2022年8月にリディン氏は「現在の天文学部内に存在する閉塞(へいそく)感は、信頼性のある持続可能な方法で克服するにはあまりにも難しい」と改革の難しさを吐露。2022年11月、ルンド大学教授会により、天文学部の閉鎖が決まりました。
在籍している学者および学生は物理学部へ転属することになりましたが、天文学部閉鎖のきっかけになったフェルツィング氏は地質学部に、デイヴィス氏は数学科に転属させられています。
リディン氏は「今回の一連の組織再編により、一部のスタッフのキャリア選択に影響を与えた可能性があります。スタッフと学生の両方に適切なサポートを提供するために、我々は最善を尽くしましたが、我々にもっとできることがあったと感じる人もいることは理解しています」と述べています。
ルンド大学天文学部のメンバーの多くは「天文学部が閉鎖されることになった場合、物理学部が最も異動に適しています。しかし、組織の改革が約2年という長期間にわたったことにより、貴重な時間が失われ、教育や科学に大きな影響がありました」と語っています。
転属に伴い、天文学部棟に設置されていた望遠鏡などの展示物の運び出しが行われていますが、全アイテムの運び出しは困難で、天文学部の客員研究員であるコリン・カーライル氏は「今回の強制移籍は文化の破壊を意味します」と指摘しています。
教授の多くが天文学部から物理学部へ移動した一方で、一部の天文学者は別の大学に移籍することを決断しています。2016年から2020年までルンド大学天文学部に在籍したアンダース・ヨハンセン教授は「いつもこんな問題と向き合わなければならない人生にうんざりしました」と述べ、コペンハーゲン大学に籍を移しています。
また、2020年にフェルツィング氏とデイヴィス氏によるいじめ被害を訴えた天体物理学者のフローラン・ルノー氏は、フランスのストラスブール大学に移籍することを選びました。
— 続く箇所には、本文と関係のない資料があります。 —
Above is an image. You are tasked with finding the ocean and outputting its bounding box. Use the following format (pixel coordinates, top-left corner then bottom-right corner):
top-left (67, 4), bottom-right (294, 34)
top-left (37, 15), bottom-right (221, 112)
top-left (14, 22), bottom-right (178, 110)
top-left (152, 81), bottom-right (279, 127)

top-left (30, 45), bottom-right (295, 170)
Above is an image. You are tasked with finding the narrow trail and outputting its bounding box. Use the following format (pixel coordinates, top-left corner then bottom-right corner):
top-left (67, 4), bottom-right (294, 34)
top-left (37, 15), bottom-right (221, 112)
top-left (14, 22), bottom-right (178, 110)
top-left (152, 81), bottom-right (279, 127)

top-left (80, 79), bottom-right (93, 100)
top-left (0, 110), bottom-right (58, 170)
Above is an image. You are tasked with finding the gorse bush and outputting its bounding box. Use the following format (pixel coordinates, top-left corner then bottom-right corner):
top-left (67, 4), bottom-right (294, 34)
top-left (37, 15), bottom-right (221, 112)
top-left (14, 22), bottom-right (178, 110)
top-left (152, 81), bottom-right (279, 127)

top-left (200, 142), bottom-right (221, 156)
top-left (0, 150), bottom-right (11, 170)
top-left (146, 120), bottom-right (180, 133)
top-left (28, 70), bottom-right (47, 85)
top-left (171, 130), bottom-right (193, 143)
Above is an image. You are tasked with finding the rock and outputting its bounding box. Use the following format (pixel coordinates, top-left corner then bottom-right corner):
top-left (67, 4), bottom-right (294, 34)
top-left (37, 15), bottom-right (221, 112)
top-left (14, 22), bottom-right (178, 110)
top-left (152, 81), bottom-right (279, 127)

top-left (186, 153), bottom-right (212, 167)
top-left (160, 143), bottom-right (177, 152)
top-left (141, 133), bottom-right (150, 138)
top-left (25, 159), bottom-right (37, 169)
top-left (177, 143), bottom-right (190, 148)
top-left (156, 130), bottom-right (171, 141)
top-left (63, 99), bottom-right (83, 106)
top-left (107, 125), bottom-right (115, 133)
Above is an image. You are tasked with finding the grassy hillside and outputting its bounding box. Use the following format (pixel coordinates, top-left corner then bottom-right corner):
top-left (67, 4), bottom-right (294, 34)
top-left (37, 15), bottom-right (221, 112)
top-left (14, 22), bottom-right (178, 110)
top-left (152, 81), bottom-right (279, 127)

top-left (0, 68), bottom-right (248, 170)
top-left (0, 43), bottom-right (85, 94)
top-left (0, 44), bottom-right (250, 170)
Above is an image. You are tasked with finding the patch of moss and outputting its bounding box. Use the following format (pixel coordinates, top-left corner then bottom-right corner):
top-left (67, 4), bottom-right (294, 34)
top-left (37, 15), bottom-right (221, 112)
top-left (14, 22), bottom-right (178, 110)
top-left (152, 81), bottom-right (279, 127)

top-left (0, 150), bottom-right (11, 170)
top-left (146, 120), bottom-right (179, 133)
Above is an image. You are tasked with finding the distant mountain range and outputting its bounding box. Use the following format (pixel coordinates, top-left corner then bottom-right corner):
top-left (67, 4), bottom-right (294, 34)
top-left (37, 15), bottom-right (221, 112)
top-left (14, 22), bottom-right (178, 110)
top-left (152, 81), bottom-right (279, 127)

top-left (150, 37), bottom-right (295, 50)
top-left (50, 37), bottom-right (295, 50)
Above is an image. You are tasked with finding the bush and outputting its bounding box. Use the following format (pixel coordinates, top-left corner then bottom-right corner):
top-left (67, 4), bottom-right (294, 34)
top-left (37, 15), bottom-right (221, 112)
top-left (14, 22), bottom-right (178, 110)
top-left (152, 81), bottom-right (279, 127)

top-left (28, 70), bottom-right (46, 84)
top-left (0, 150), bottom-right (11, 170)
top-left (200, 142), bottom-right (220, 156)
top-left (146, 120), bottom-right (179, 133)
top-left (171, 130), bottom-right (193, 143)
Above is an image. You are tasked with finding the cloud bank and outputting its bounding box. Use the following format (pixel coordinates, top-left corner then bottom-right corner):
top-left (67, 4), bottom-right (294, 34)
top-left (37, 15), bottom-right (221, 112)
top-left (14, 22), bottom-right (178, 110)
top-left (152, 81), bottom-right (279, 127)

その際にルノー氏は「ルンド大学を離れると同僚に伝えたとき、人々は『移籍するのはいいいことだが、嫌がらせをする人は至る所にいるから気を付けろ』と忠告してくれました。それに対し私は『わかっている。しかしそれに対する管理の仕方や扱い方がルンド大学とは違うはずだ』と言いました」と語っています。
物理学部として新たなスタートを切った旧天文学部は、2023年12月から2024年初頭にかけて研究を再開するとのこと。大学に残った匿名の教授は「今回の組織再編によって、私たちは強い結束力を手にしました。しかし、天文学部の閉鎖を決定した学部長を抱きしめてありがとうと言う気にはなれません」と語りました。